O projeto é fruto de uma lei federal, e sua estreia oficial deve acontecer somente no início do ano que vem. Mas os laboratórios já começam a preparar sua infraestrutura para a implantação da tecnologia de rastreamento. A preferência unânime na diretoria da Anvisa é o código bidimensional (2D), também chamado de QR Code. Geralmente na forma de um quadrado com vários pontos pretos e brancos, esse código tem grande capacidade de armazenamento de dados que serão gravados na caixa dos medicamentos por uma impressora a laser. Estima-se que o investimento total para colocar o sistema em funcionamento chegue a 150 milhões de reais. Cada laboratório deve investir, em média, 180 000 reais para que cada uma de suas linhas de produção possa também imprimir o código digital nas embalagens. O laboratório Aché, por exemplo, tem 30 linhas, o que geraria custos de mais de 5 milhões de reais. A Biolab Farmacêutica já adaptou a produção para a impressão de 2D em suas embalagens. "Os investimentos são altos, mas o cerco ao mercado ilegal compensa", diz Márcio Lopes, gerente de TI da Biolab. As redes de farmácia começam a pensar na adoção de leitores de código bidimensional - que custam cerca de 2 000 reais. A Drogaria Onofre, com 34 lojas no Sul e no Sudeste, precisará de pelo menos 140 aparelhos, além de criar o software para abastecer o banco de dados da Anvisa. Quem comemora as oportunidades são as empresas de software, como a paulista Active, de sistemas de automação para laboratórios. A empresa faturou 4 milhões de reais no ano passado e projeta receitas de 9 milhões de reais com os projetos de rastreabilidade.

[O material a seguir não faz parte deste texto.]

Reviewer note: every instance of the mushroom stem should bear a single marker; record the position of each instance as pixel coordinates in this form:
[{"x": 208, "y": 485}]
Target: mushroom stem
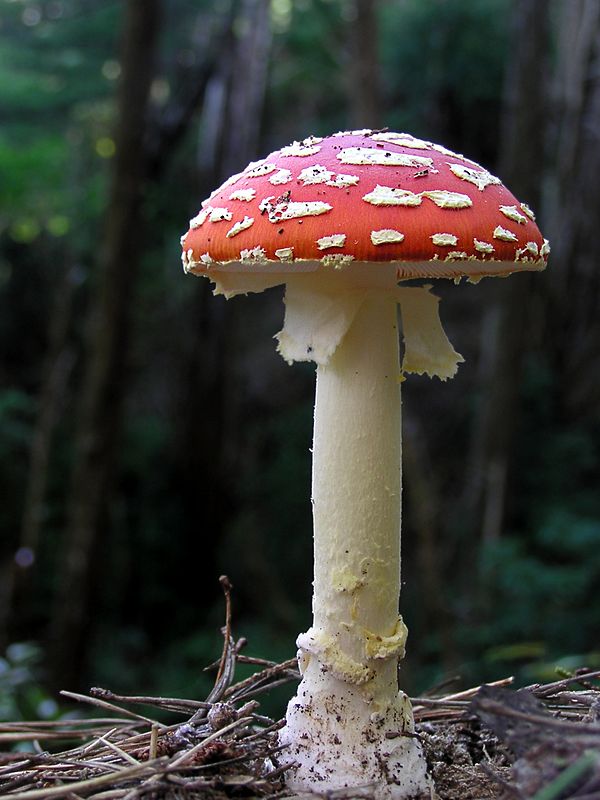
[{"x": 347, "y": 725}]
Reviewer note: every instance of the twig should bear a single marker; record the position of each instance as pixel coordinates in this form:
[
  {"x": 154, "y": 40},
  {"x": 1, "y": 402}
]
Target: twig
[
  {"x": 95, "y": 701},
  {"x": 83, "y": 786}
]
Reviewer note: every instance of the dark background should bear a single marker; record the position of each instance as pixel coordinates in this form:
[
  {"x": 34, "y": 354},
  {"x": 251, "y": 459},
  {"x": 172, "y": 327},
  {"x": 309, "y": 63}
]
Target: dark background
[{"x": 151, "y": 438}]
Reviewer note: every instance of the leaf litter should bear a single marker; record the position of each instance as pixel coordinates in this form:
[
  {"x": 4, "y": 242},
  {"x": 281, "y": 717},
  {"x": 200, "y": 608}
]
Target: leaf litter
[{"x": 490, "y": 742}]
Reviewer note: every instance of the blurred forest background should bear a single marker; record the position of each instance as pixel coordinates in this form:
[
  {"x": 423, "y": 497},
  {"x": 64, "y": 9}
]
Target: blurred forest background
[{"x": 150, "y": 436}]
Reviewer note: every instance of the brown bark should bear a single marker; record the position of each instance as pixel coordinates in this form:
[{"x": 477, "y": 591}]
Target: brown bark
[
  {"x": 507, "y": 326},
  {"x": 59, "y": 361},
  {"x": 102, "y": 389},
  {"x": 247, "y": 82},
  {"x": 574, "y": 310},
  {"x": 364, "y": 91},
  {"x": 210, "y": 443}
]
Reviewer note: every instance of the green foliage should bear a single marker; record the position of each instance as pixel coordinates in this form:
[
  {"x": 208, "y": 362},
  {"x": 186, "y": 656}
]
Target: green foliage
[
  {"x": 444, "y": 68},
  {"x": 22, "y": 695}
]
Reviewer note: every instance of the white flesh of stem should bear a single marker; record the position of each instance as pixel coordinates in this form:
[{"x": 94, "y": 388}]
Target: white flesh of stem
[{"x": 348, "y": 724}]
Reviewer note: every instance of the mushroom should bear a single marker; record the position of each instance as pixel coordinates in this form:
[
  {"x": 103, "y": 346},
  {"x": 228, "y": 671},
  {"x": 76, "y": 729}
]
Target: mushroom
[{"x": 341, "y": 220}]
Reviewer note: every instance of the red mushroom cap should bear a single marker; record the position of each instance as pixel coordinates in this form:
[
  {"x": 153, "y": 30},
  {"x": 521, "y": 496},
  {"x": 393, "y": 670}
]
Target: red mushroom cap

Na terceira etapa do sistema de controle, prevista para 2012, até mesmo os médicos devem ser envolvidos. A ideia é que os remédios receitados aos pacientes também sejam inseridos no banco de dados. Dessa forma, a Anvisa poderá identificar, por exemplo, eventuais discrepâncias entre o número de prescrições e o volume de vendas de um determinado remédio - o que pode indicar que as farmácias não estão exigindo a apresentação das receitas. Mas, se de um lado a preparação para esse avanço tecnológico no rastreamento já começou, um desafio ainda precisa ser superado. "O ponto frágil é a educação dos consumidores", diz Mello, da Anvisa. O desafio será comunicar a possibilidade de consulta ao código, sob pena de cair na mesma situação da "raspadinha", mecanismo antifalsificação que exibe uma marca d’água comprovando a autenticidade do medicamento. Apesar de existir há sete anos, poucos consumidores sabem desse sistema.